De werklieden die op of rond de dag van de moord in het huisje bezig waren geweest werden verhoord, maar dit leidde niet tot een aanhouding. De beloning van f 100,00 die de politie uitloofde, ook niet.

Haarlemse Frans

Maar toen kwam Frans Rosier in het vizier van de politie. Deze 28-jarige smid, bijgenaamd ‘Haarlemse Frans’, had net negen jaar gezeten voor gewelddadige inbraken, en werd verdacht van een inbraak en een roofoverval. Misschien had hij ook wel Joanna beroofd en vermoord. Frans kende Joanna, want hij had toen hij jonger was, regelmatig turf bij haar afgeleverd. Opmerkelijk detail: tien jaar eerder werd Frans verdacht van een dubbele moord op twee bejaarde zussen aan de Raamsingel, tegenover het Raamvest, net als bij Joanna gepleegd met een stomp voorwerp. Er was toen niet voldoende bewijs tegen hem.

In juli 1902, twee maanden na de moord, kreeg veldwachter Smit Frans te pakken bij Aerdenhout. Frans droeg een revolver, een dolkmes, een masker, en een paar guldens bij zich. Met de uitroep ‘Kijk eens wat een paarden” probeerde hij nog op slinkse wijze te ontkomen aan de veldwachter, doch (ik citeer de krant) “wat Smit in handen heeft, komt daar niet licht uit”.

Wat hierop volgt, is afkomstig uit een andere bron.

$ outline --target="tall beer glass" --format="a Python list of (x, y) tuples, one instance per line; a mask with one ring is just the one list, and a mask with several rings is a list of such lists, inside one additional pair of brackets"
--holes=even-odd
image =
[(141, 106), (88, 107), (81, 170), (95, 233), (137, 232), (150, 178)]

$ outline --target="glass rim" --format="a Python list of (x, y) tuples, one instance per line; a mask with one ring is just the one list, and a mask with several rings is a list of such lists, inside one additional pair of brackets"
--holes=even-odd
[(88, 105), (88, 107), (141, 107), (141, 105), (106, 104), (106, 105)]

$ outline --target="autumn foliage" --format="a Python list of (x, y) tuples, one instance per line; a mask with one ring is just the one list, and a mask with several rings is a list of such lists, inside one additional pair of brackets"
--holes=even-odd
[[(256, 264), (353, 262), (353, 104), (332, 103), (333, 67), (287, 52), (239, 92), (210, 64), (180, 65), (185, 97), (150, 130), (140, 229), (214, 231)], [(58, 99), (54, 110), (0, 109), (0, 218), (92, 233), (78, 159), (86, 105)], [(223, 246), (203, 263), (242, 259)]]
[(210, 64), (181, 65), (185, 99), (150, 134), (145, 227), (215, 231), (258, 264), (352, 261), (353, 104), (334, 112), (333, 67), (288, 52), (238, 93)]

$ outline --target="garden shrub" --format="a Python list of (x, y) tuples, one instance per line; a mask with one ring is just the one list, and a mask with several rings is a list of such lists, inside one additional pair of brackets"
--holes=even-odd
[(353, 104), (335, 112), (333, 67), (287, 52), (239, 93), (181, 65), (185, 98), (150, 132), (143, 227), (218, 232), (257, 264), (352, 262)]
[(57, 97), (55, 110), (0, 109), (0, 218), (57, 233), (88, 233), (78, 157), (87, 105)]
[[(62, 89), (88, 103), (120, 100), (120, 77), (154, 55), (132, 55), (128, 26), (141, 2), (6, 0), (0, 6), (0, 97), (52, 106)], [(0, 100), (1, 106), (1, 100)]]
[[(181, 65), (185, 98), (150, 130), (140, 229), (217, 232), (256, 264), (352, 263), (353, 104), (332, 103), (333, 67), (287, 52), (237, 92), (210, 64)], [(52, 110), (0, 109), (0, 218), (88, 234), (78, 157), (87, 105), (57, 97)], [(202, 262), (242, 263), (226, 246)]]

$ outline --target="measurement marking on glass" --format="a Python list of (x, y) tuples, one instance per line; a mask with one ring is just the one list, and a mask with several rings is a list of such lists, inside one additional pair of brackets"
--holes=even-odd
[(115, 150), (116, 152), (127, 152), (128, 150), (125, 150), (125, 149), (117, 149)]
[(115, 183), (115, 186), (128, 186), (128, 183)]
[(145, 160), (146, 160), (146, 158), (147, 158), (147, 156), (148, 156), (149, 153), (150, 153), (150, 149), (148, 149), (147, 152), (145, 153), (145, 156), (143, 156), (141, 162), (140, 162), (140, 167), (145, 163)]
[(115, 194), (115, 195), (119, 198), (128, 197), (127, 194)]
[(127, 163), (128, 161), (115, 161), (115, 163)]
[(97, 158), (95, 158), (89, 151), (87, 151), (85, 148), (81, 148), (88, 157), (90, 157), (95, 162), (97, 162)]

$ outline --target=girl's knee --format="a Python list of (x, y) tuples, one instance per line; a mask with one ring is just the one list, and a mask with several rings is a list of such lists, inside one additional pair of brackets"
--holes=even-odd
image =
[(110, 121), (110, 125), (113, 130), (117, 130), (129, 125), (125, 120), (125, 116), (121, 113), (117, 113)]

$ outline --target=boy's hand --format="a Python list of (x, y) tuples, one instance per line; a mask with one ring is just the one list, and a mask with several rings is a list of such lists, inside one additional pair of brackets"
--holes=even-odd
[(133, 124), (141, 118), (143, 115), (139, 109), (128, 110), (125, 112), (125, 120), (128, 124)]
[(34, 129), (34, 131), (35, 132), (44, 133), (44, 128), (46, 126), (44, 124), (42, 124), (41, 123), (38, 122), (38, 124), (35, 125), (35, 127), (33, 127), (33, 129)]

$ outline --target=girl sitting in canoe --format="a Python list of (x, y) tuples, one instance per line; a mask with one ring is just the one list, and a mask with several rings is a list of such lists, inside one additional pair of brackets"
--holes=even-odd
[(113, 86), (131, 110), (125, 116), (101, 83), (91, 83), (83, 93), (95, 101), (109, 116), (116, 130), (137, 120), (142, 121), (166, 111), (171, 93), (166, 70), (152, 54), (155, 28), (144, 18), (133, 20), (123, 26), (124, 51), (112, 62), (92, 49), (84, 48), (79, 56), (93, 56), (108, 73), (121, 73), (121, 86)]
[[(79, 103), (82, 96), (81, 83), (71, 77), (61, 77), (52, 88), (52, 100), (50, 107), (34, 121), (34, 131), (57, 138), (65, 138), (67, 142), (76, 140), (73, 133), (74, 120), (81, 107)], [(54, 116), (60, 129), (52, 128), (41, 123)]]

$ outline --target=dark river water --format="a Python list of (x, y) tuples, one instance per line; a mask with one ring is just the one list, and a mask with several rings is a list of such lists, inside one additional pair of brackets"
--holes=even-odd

Frans ontkende dat hij in mei in Haarlem was, en er waren te weinig bewijzen tegen hem. Eén van de getuigen herkende hem als de man die achter de boom had gestaan tegenover Raamvest 9, maar apotheker Van Rhijn herkende hem níet als de gewonde man die de nacht van de moord bij hem had aangebeld. 
Frans kreeg twaalf jaar cel voor de inbraak en beroving waarvoor hij werd gezocht. Voor de roofmoord op Joanna ging hij vrijuit.

In december 1903 kwam er nog kort een andere verdachte in beeld, een godsdienstleraar die na de inbraak bij de buren, de familie Brakel, een convocatiebiljet zou hebben achtergelaten met een Bijbeltekst op de achterkant. Hij was naar het buitenland vertrokken. Het verhaal bleek niet te kloppen: het biljet was gevonden na een andere inbraak, tien dagen ná de moord op Joanna.

Onbeantwoorde vragen

Voor zover ik heb kunnen nagaan, is geen van de mannen die de getuigen zagen rondom of op de avond van de moord op Joanna, geïdentificeerd. De inbraak bij de familie Brakel is nooit opgelost. 

Er blijven voor mij (en de kranten van toen) nog meer vragen onbeantwoord. Bijvoorbeeld: 
  • Hoe weet de politie dat de dader, (of daders; misschien waren het er wel meer dan een), via de schutting kwam? Hoe kwam hij vervolgens het huisje binnen? 
  • Als de dader gewond was aan zijn hand, waarom zat er dan geen bloed aan de voordeur? 
  • Hoe kan het dat de politie die ’s nachts twee keer surveilleerde aan de Raamvest, niet heeft gezien dat de voordeur van Joanna openstond? 
  • Dat er een stuk slot van een kerkboek verdwenen is valt op, maar hoe weet men dat er een herenhorloge gestolen was en wist men het serienummer van dat horloge zo precies? 
  • Zijn het mes van Joanna en het moordwapen ooit gevonden?